«Tout à coup, ça m’a pris. C’était encore plus grand qu’une passion.» Charly Wuilloud Bâtisseur de murs en pierres sèches
L La vie de Charly Wuilloud, guide et ingénieur de formation, a été celle d’un homme d’action, faite de situations d’urgence, de relations humaines innombrables et souvent bouleversantes. Lorsque la perspective de la retraite s’est dessinée, il a pris le taureau par les cornes : « Je me suis préparé pendant presque une année à cette échéance, à être seul. Il me fallait une occupation. Alors, comme en famille on a de la vigne et des murs, j’ai commencé par suivre un cours de cinq jours à l’Ecole d’agriculture du Valais, sur l’entretien et le montage des murs en pierres sèches. Ensuite, sur le terrain, je n’ai d’abord fait que d’enlever des lierres. Et j’ai découvert, derrière ces lierres, des murs qui avaient mauvaise mine. Alors j’ai commencé à les rebâtir et là, tout à coup, ça m’a pris, c’était encore plus grand qu’une passion. C’est presque devenu une drogue. » Dès lors, Charly Wuilloud arpente les routes et les chemins à vélo. Il repère les pierres avec lesquelles il va bâtir ses ouvrages, vient les re- chercher en voiture pour les placer ensuite au bon endroit, dans le mur ou la construction qu’il édifie.

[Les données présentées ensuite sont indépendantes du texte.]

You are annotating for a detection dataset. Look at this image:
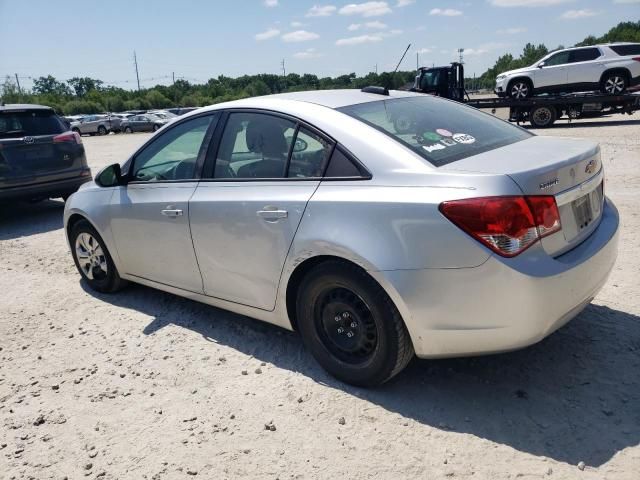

DES CAILLOUX « SOCIAUX » En homme de terrain, le bâtisseur aime les comparaisons concrètes. A ses yeux, les pierres sont comme les individus d’une société, il y en a de toutes sortes : « Certaines doivent tenir des rôles modestes à l’arrière et d’autres peuvent être mises avantageusement sur la face frontale du mur. » Et pourquoi dit-on mur en pierres sèches ? Réponse de l’intéressé : « Parce qu’il n’y a que de la pierre. Pas de sable, pas d’eau, pas de ciment, rien du tout. On entasse ces pierres les unes sur les autres et elles se tiennent entre elles, comme un grand puzzle en trois dimensions. » Les avantages d’un mur en pierre par rapport à un mur en béton sont clairs pour Charly Wuilloud. Outre le gain esthétique, les pierres laissent passer l’eau. Elles ne lui font pas barrage, ce qui évite que l’eau et la terre trempée n’exercent une pression sur le mur. Cela freine l’érosion et contribue à expliquer la durée séculaire de ces ouvrages. Charly Wuilloud construit et entretient des murs de soutènement pour les vignes, mais il a aussi bâti une guérite, des terrasses, des es- planades imposantes. Dans la création de ces ouvrages, il estime que chaque caillou a son utilité : « Les pierres constituent une partie de notre monde et c’est frappant dans nos Alpes. Les agriculteurs les ont sorties de la terre pour édifier leurs cultures, en vivre. Je dirais que chaque caillou a sa raison d’être et je reste sans voix devant ces murs qui peuvent monter jusqu’à 28 mètres ! »
▼ Malgré leur robustesse, les murs en pierres sèches subissent des déformations au fil du temps. Il est donc parfois nécessaire de les réparer en comblant leurs failles.